Aviso a quien lea (eeoo! hay alguien ahí?), este capítulo es un poco triste porque tenía que ser así y antes de poner en boca de alguna de las almas alguna experiencia triste, no me parecía bien, fue mi personaje quien tuvo que hablar. Pero sólo es un poquito, a partir de ahora es cuando empieza lo bueno...
Capítulo 5: Efectos indeseables
Apenas durmieron esa noche. Las emociones que habían vivido hacía unas horas a las afueras del castillo las mantenían tensas. Además, un ambiente frío, casi helado se notaba en las habitaciones.
- Qué mal lo he pasado esta noche -mumuró Circe restregándose los ojos- Bueno, el ratito que he podido dormir.
- Yo también, pero es que estoy helada. ¿Se habrán roto las calderas? -preguntó Brabra arrebujándose entre las mantas.
- Ni idea, pero yo me voy a la sala común a la chimenea -comentó Nigriv levántandose- A ver si me caliento un poquito.
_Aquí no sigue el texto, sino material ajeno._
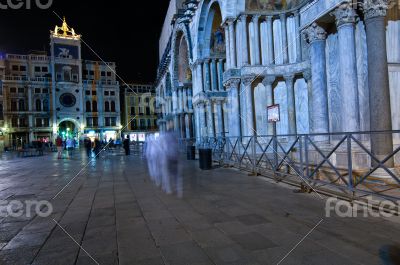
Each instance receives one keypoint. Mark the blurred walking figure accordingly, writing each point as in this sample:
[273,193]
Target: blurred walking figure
[126,146]
[59,144]
[152,155]
[390,255]
[88,147]
[162,156]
Aloho ¿te vienes?
- Sí, voy también.
Las dos chicas bajaron a la sala común. El fuego estaba encendido y parecía que no era a las únicas que se les había ocurrido la idea. Ya había algunos alumnos de segundo sentados ante la chimenea. Nadie hablaba. El silencio era lo único que se escuchaba en el ambiente junto al crepitar de las llamas. Y aún así, se notaba el frío, mucho frío.
Rato después, las cuatro Hufflepuff se reunieron, como de costumbre, con las dos Ravenclaws para bajar a desayunar. Se saludaron con desgana.
- Hoy estoy "ploff" -dijo Nigriv, una expresión que usaba cuando se encontraba mal.
- ¿"Ploff"? -se extrañó Inqui ante la expresión- Si significa q estás apática, entonces yo también estoy "ploff".
- Es extraño... yo también me siento... no sé, rara... triste -confirmó Mahe. Se miraron sin entender qué podía ser.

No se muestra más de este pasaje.